I am beginning to work on a plan to have our single-bladed Viprion

 

2400 pair (11.2.1HF3) act as the default gateway for new servers but

 

have some concerns about maintenance failovers interfering with

 

traffic.

 

 

To perform maintenance, to upgrade software, or to periodically prove

 

empirically that the Standby will work properly in an Active role, a

 

force-standby is done on the Active unit. With vMAC in place for the

 

traffic group, and with connection mirroring for all non-HTTP(S)

 

virtuals, the failover goes unnoticed.

 

 

How would we use the F5 as default gateway for nodes and have routine

 

failovers go unnoticed?
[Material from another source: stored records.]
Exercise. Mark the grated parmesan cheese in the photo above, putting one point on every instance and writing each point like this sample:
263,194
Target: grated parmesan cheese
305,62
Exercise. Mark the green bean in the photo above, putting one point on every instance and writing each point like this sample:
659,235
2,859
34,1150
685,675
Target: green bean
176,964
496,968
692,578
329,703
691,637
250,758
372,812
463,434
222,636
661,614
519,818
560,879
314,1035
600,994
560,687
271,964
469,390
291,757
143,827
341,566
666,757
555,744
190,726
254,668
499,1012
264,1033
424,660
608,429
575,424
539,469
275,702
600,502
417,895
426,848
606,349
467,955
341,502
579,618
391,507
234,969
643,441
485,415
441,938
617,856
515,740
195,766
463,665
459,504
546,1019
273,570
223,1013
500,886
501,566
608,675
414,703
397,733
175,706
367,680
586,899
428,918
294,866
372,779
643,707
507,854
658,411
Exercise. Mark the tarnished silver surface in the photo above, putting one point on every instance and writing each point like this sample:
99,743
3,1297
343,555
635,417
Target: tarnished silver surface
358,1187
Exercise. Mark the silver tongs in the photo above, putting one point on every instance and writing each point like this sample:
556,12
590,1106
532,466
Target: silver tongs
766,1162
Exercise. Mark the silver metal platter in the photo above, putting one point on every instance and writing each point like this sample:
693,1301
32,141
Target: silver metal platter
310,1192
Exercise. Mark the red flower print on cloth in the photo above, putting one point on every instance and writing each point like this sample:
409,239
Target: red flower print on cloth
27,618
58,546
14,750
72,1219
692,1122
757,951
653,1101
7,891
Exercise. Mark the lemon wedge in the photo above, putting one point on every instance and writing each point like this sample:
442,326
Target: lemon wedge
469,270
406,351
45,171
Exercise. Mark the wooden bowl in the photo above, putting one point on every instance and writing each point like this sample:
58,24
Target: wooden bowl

Our HA network carries only HA traffic and is

 

local to the pair, connected via a short 10G fiber host-to-host run.

 

Would mirrored forwarding virtual servers really cause a performance

 

problem for 2400's?

 

 

Thanks in advance!

 

9 Replies

  • The answer of course is 'it depends'. Do you have an idea of how many connections would be mirrored?
  • There will be about 40,000 additional concurrent connections and initially under 2 gigabits per second sustained traffic -- the traffic from a strained Firewall-1.
  • I don't think that's a particularly high load or that it will be a problem. However, I would certainly recommend you think carefully about the protocol profiles you use with your wildcard Virtual Servers and things like Idle Timeouts etc. to ensure memory and CPU resources are not used unnecessarily. I'd also think carefully about using any iRules or Packet Filters.

     

     

    Ideally you would make this change in a staged fashion rather than all at once.
  • Thank you, Steve. The plan is to have VLANs migrated one at a time after initial testing, giving us the opportunity to gauge impact incrementally.
  • Steve - I understand packet filtering is applied very early in the life of traffic passing through the F5 and that excessive use, especially if 'filter established connections' is selected, can cause performance woes. After we upgrade to 11.3.1 we'd like to use bandwidth controllers to prevent runaway nodes in our 'default gateway to F5' networks from causing a disturbance in the force. Do these controllers affect only the virtual servers to which they are applied or is there a lower level component to consider (ala packet filters) where we might be shooting ourselves in the foot simply by enabling them?
  • Bandwidth Controllers are a pretty new feature and unfortunately I've no experience of them. That being said, the very fact they are so new would put me off using them for a good while, personally I'd take a cautious approach and use Rate Shaping until then. I'm not aware of any potential performance or stability issues with RS but perhaps others who've used it more than I might have a different opinion. Anyone?
  • Thank you for the advice concerning bandwidth controllers. We'll take the cautious approach and stick with rate shaping as needed.
  • You're welcome. I should for the sake of balance that F5 code and new features are generally far more reliable than that/those from other vendors I could think of, particularly one based in San Fran!